The Immigration and Nationality Act of 1965 brought waves of educated and highlight skilled Filipinas to the United States. For whatever winds that brought them to North America, there are cultural characteristics embedded in Filipinas that become implanted in the soil of their new homes. Religion is one of them. Unlike other Asian countries which have various religions and practices, the Philippines is 85% Roman Catholic.3 For of Filipinos, religion is closely tied to cultural roots and practices – praying novenas and rosaries, and creating makeshift altars in their homes. For many immigrant Filipinas, their spirituality can be a source of strength and comfort as they face discrimination, sexism, isolation and a longing for community.4 Certain Filipino spiritual values, especially establishing a close community and extending and accepting hospitality, can assist Filipinas in dealing with these issues that stem from painful immigration, reports Thelma B. Burgonio-Watson, the first Filipina to be ordained as a Minister of the Word in the Presbyterian Church. These values can help Filipinas deal with “the more individualistic lifestyle of the mainstream American culture” as they strive to form their own identity.
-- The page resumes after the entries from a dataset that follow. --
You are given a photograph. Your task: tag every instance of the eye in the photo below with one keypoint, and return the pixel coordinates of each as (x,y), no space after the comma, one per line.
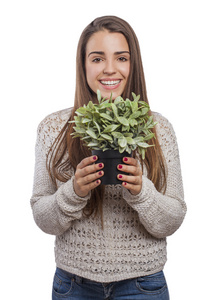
(97,60)
(123,59)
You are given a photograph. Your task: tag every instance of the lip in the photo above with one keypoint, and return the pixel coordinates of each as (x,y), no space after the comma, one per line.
(110,83)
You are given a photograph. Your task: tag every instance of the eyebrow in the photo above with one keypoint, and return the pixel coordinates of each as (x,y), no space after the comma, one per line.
(102,53)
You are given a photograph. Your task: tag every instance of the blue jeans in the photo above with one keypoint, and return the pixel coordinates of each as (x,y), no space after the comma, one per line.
(69,286)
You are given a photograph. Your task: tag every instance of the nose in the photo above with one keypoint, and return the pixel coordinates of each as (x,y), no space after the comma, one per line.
(109,67)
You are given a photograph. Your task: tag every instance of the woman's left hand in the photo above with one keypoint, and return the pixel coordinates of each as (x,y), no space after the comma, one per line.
(132,181)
First Generation, Bi-culturalism
Today, one in five Americans is either foreign-born or first-generation, the highest level in the history of the United States. 5 As Filipina immigrants have brought or continue to birth Filipina American children in the US, a new era of cultural fusion has begun. First generation,6 bi-cultural children are growing up in a world of schizophrenic messages and conflict of upbringing.
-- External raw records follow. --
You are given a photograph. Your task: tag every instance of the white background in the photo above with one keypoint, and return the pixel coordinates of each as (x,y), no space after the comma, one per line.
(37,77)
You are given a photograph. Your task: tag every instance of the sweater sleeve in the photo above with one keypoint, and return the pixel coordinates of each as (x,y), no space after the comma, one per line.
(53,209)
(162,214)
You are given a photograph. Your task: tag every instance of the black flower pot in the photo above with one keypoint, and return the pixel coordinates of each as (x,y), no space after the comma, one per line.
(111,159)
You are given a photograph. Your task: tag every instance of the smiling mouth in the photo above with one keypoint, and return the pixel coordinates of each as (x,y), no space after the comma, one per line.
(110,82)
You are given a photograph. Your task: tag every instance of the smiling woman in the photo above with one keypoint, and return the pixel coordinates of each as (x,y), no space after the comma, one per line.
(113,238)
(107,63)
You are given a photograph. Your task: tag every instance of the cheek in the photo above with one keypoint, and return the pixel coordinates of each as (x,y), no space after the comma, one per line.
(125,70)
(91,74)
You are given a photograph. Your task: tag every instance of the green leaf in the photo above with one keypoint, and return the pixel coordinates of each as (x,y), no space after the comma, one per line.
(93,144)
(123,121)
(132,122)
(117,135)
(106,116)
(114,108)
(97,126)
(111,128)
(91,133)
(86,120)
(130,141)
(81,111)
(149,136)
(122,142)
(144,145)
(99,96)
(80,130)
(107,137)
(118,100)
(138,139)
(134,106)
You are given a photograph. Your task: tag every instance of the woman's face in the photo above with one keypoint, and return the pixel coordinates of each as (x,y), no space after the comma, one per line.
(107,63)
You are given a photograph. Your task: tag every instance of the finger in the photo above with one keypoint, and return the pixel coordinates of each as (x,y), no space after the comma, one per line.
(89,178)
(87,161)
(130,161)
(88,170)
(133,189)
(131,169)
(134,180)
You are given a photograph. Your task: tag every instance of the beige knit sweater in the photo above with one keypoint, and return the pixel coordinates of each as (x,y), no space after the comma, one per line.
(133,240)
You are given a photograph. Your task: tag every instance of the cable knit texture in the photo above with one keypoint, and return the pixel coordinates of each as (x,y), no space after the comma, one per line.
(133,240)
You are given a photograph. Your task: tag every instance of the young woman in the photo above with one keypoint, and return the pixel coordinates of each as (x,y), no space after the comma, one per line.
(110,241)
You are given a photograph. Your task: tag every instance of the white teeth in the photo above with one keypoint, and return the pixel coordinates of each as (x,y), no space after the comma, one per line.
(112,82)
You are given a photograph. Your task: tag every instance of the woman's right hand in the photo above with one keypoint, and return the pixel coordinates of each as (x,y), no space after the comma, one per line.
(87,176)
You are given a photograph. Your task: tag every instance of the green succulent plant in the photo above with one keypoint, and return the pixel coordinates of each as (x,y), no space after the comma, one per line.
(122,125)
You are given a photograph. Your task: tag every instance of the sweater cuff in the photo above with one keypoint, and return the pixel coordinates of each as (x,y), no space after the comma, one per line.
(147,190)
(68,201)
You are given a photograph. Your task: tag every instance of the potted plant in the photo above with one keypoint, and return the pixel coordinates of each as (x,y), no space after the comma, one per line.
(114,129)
Due to the influx of Filipinos after the Immigration and Nationality Act, more Filipinas are being born on American soil with Philippine-born parents. This is the first generation of bi-cultured individuals inculcated with both eastern and western influenced lifestyles. These women vary in terms of geography, language, and class. As Filipinos remain a largely hidden people in the United States, and because Filipinos are subject to the same patriarchal oppression as the rest of the world, Filipino women and their complexity remain mysteriously unknown.
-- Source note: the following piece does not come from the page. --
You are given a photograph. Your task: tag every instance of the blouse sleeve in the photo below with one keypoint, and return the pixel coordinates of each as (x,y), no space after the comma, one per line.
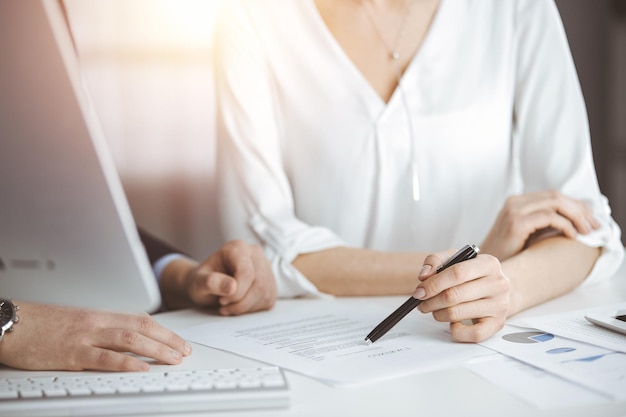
(255,196)
(551,128)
Isolation plays a large factor in their invisibility. This population of women and their families are isolated for numerous reasons. As the Immigration and Nationality Act encouraged highly skilled and educated immigrants, especially medical professionals, to work in the United States, the children of these immigrants were quickly moved into middle to high class neighborhoods. Unlike some ethnic communities who face socioeconomic hardship and live in close proximity for support and/or necessity, Filipino families, products of Immigration and Nationality Act that brought highly-skilled professionals to the middle to upper class of the United States, are often left isolated and are left to assimilate or survive on their own. Thus, a two fold problem occurs.

Immigrants themselves are forced to navigate the cultural conflicts with transitions while their children are silently marked cultural hybrids and are forced to find answers for themselves. In the privacy of their homes, Filipino ethos – collectivism, religion - are enforced. Outside the home, in school, or with peers, they may experience feelings of being ostracized, racial discrimination, or their heritage is ignored altogether.7 Ultimately, bicultured Filipinos may grow to resent or deny their own ethnic identity because it causes so much confusion and pain.

Problems of Verbal Identity:
Pinayism/F/Peminism vs. “Asian American”

The benign nature of the term “Asian American” often generalizes and blurs the very distinct lines that exist between Asian cultures, especially Filipino culture. The term “Asian,” conjures up the more popular and familiar races of Asia: Chinese, Japanese, and Korean. For Filipino Americans, when swept under the term “Asian American,” they experience difficultly in maintaining an authentic identity, especially when the label nonchalantly groups varying peoples and practices under one unifying and non-specific label. When navigating the “Asian” and the “American” components of the label, it might be more accurate and appropriate to insert a hyphen between the two, to represent the merging of two worlds, two distinct globes full of historical roots, practices, and expectation.

Another semantic challenge exists even within cultural vernacular. Filipinas must confront challenge in identifying themselves in their chosen speech when using the letters “F” of “P.” In the seven major dialects of the Philippines, there is no letter “F” in the alphabet.8 This has led to an increasing debate as to whether identify as Filipina/o or Pilipina/o. With over 300 years of Spanish colonization in its history,9 to use the native “P” sound is an avenue of phonetic dissent to challenge the colonizer’s use of the “F” sound.10 Even in simple name, Filipinas must decide how they want to identify.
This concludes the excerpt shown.